みち流応援の話
四月後半の祝日。
「それで、まあ川辺くんを振ったわけよ」
私の言葉に川辺くんのことが嫌いなみちは頷いた。
「あんな女々しい奴と付き合わないほうがいいよ」
みちは川辺くんと小学校が同じで、当時から苛められっ子だった川辺くんのことを内心苦々しく思っているらしい。
私は彼女を下手に刺激することもないかと思って、川辺くんを庇う真似はしなかった。
「っていうか、コウミはいつ田宮くんに告白するの?」
みちに尋ねられて私は『う~ん』と唸る。
「三年生になったら?」
「受験生じゃん! っていうか、今年からもう違うクラスで全然接点がないのに、誰かに取られたらどうするの? それに、三年生になるまで田宮くんなんてブサイクを好きで居続けなきゃいけないの? もう告ろうよ、もどかしい!! んで、振られたら次いこ次っ」
みちは私の携帯を取り上げて田宮くんの番号を選択し、発信ボタンを「押さないでー!」「押すわー!!」
プルルルルルルル!
あぁ。全然心の準備ができていないのに。
ガチャ。田宮くんが電話に出る音が聞こえた。
「もっもしもし! 田宮くん?」
『そうだよ』
いたって正常な田宮くんの声。なっ。なんていえば、良いのだろう!
「ええと、今週の金曜日、空いてル?」
『声裏返っているぞ。ええと、予定は入っているけど……』
早くも撃沈。せっかく頑張ろうとしたのに。
「そ、そう……」
『何かあったのか?』
「ううん! 予定があるならいいの」
ああ。
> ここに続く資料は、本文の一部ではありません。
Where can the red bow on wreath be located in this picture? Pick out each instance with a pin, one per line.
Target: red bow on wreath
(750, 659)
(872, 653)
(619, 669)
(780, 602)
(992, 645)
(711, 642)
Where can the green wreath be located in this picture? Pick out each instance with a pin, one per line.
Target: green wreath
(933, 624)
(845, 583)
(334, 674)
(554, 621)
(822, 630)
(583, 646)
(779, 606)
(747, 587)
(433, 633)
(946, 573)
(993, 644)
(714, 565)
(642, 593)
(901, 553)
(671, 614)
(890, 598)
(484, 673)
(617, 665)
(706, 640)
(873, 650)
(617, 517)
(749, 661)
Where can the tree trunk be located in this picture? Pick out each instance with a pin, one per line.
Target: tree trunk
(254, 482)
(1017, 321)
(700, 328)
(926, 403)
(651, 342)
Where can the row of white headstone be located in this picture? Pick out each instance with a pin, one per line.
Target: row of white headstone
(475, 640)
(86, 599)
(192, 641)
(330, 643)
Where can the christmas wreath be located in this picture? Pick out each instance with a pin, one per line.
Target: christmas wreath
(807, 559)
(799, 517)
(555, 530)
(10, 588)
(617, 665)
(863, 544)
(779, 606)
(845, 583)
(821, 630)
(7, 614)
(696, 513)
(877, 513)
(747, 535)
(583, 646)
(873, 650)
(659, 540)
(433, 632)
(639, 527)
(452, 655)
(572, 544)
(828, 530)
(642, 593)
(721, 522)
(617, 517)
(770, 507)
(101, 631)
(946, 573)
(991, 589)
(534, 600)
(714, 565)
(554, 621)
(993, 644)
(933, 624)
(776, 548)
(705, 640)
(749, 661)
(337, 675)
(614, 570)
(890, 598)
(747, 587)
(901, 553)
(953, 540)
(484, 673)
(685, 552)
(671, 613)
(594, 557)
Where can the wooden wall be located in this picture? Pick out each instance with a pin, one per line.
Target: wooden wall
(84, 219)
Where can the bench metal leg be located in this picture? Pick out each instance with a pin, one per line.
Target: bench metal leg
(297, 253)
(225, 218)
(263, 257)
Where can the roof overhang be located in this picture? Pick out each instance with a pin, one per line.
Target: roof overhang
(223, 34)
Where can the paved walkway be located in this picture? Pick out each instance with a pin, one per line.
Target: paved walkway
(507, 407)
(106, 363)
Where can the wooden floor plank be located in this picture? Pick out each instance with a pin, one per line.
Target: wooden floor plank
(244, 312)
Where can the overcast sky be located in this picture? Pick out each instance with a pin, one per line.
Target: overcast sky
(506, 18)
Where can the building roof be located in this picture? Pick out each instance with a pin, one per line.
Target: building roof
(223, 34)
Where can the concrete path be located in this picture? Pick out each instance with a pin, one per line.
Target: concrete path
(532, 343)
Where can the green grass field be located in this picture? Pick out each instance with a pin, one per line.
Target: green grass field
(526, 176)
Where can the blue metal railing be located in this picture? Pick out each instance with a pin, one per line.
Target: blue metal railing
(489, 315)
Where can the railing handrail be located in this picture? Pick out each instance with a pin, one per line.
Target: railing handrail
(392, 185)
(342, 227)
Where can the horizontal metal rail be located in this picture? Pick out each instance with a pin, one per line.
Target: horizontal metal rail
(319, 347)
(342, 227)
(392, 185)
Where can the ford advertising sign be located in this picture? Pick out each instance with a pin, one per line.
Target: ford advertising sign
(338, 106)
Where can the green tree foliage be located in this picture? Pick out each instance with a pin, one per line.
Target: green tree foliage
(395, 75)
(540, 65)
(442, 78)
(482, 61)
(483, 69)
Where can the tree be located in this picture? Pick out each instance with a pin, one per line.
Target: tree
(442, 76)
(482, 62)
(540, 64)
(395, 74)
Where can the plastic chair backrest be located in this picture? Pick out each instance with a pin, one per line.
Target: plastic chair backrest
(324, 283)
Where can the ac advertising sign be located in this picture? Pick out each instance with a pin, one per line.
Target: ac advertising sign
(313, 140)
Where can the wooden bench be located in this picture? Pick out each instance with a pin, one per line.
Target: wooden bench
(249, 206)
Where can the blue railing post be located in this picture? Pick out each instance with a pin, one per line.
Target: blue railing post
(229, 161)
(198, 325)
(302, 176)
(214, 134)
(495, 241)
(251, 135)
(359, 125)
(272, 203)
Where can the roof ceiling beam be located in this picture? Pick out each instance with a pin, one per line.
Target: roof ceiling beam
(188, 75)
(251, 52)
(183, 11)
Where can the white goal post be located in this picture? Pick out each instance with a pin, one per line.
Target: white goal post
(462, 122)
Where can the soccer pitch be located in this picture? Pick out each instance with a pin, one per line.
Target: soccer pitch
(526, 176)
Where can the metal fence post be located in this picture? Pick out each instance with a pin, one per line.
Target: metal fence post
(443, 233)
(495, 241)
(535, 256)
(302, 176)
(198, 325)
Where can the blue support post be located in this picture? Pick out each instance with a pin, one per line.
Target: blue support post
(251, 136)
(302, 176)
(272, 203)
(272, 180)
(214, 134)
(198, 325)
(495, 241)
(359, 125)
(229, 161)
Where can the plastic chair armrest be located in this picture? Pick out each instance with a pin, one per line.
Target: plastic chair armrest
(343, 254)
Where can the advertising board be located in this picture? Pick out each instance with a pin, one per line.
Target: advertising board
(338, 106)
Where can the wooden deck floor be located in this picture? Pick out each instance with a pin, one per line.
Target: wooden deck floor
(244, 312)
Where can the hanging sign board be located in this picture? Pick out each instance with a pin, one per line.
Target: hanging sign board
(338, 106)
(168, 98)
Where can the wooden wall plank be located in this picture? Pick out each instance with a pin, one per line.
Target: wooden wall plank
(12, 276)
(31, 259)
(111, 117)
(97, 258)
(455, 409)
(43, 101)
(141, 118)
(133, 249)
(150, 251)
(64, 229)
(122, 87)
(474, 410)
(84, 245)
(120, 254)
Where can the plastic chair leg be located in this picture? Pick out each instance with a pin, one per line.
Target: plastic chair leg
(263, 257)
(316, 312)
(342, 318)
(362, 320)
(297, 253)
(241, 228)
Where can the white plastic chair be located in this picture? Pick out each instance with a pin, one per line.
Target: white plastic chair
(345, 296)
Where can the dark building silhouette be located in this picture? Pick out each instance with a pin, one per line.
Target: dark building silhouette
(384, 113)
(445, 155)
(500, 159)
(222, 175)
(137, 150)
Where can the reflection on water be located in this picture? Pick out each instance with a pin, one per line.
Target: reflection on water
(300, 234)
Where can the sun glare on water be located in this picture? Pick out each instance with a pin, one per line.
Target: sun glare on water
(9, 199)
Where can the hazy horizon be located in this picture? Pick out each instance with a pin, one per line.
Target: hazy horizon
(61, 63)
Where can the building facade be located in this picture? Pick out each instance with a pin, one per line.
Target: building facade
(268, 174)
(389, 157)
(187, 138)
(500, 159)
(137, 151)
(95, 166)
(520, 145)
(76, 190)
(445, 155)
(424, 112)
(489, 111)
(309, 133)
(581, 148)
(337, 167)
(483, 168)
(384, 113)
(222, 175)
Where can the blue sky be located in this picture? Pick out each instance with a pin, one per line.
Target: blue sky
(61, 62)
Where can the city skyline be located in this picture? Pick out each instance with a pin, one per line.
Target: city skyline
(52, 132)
できることなら早く電話を切りたい。
でも、珍しく田宮くんは優しかった。
「いや、でもそんなに優先順位が高くない用事だから、とりあえず用件を言ってみ?」
なんでこういう時ばかり優しいんだよー! きゅんとしちゃうじゃないかー!!
っていうか用件って『あなたに告白するためのアポイントを取りたいんです』って言えるわけないでしょー!!
「…………」
私は黙って携帯電話を耳から話す。
「みち!! 無理、無理ッ!!!」
私はみちに抱き着く。
「がんばって!」
みちはとにかく励ます。
ちょっとして落ち着いたので、私はまた電話に戻った。
「え、えとアーユーオーケイ?」
『お、おう』
「金曜日にですね、お話があるんですよ」
『う、うん』
「で、待っているから」
『いつ!?』
「ほ、放課後」
『どこで……?』
「ええと下駄箱の前で!」
『わかった』
「じゃあよろしくお願い致します。失礼致します……」
そうして私は電話を切った。
「よし!! じゃあ、ひさきちゃんと松美ちゃんと塚本さんと、増谷くんと染川くんと夏目くんにメールするかな。『金曜日に告白します。振られる可能性大なので、そしたらやけ食いに付き合ってください!』」
「そこまでしないと告白できないの!?」
「っは! これで告白できなかったら、とんでもないヘタレだとみんなに思われるかな」
「心の中ではみんなそう思っても、『次頑張ればいいよ!』って言ってくれるかもね……」
「っていうか、『無理、無理』って声絶対聞こえたよね! 田宮くんに絶対変に思われた!」
「それでもちゃんとアポイント取ったんだからいいのよ! 忘れなさい!」
だ、大丈夫かなぁ……。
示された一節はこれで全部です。